19 Aug 2017

Charlotte Wood - The Natural Way of Things

From Saturday Morning, 10:05 am on 19 August 2017

Australian writer Charlotte Wood’s latest book was inspired by the hidden history of one of Australia's most notorious state institutions, a story she says filled her with fury and pushed her to create the powerful novel, The Natural Way of Things.

Wood is the author of five novels and two books of non-fiction, including Animal People, The Children and The Writer's Room - a collection of interviews with writers about their work.

Charlotte Wood

Charlotte Wood Photo: Supplied

Speaking to Saturday Morning, she says The Natural Way of Things was written after she watched an ABC documentary, Exposed to Moral Danger, about the Hay Institution for Girls.

The Hay was a former prison for adult men in the 19th century, but reopened in the 1960s to young women.

“These 10 young women were taken there – they were officially called the 10 worst girls in the state,” Wood says.

“They were basically locked up in this hell hole and brutalised beyond belief.”

Wood says many of the women had ended up in the Hay because they were victims of sexual abuse and had spoken up about what had happened to them.

“I heard this documentary and I just filled with fury that… these young women were blamed for something that had happened to them.

“It was so distressing that the response of our culture was to lock them up.

“It was the speaking that was the great crime.”

Wood says she initially resisted the darkness of the story when she was writing but when she finally let it flow there was no holding back.

“When I think about those women in Hay, I think about the ways that women around the world are degraded and discriminated against and suffer violence, then I get an absolute torrent of anger.”

It wasn’t an easy book to write for Wood, and she considered quitting one day when she saw then Australian Prime Minister Julia Gillard suffering a particularly scathing attack.

“There was a fundraising dinner and there was a menu of chicken in pieces, using parts of Julia Gillard’s body as a kind-of hilarious little gag about her thighs and her breasts.

“It was absolutely vile.”

Wood says she became overwhelmed by the amount of misogyny in the world.

“I felt like, I’m just making more of this stuff.

“The way through was to understand that beauty can come out of darkness and that my job was to make something powerful.”

Wood says she has received and incredible response to the book from young women, and also men.

“To say they have felt a renewed sense of their own power – and a sense that that are not going to put up with garbage when they can choose to fight it.”

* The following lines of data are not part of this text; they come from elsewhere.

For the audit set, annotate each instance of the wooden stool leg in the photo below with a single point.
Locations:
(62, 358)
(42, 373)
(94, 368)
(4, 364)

She says it can feel in recent times as if the world is entering a new ‘dark age’.

“The fact that they voted for Donald Trump after the things he said about women, particularly, and the way he is still kind of courting a white supremacist supporter base.

“The fact that climate change is off everyone’s agenda in terms of government.

“I find it deeply frightening.”

Comparisons have been made between Wood’s book and Margaret Atwood’s The Handmaid’s Tale, the story of fertile women being forced to bear children to elite couples in a future totalitarian USA.

“It’s interesting to me that Margaret Atwood says ‘nothing that happened in the Handmaid’s Tale has not been done in our real world'."

Wood says her book has also drawn on real events: “I can see why the comparisons came up.”

The film rights to The Natural Way of Things have been sold to a pair of Melbourne film makers.

Wood, who won the 2016 Stella Prize for the book, bucked a recent trend when she announced she would not be giving away any of the $50,000 prize money she received as part of the award.

“I think I said in my speech I want to stake a claim for literature as a worthwhile enterprise.”

While she says she respects those who have decided to make donations in the past, she wanted women who won the prize in the future to not feel as if they had to do the same.

“I just wanted to hold up a gentle hand to say, I think a prize for literature is a good thing and I have no qualms about accepting it with enormous, enormous gratitude and not feeling that I had to be a good girl and give it away.”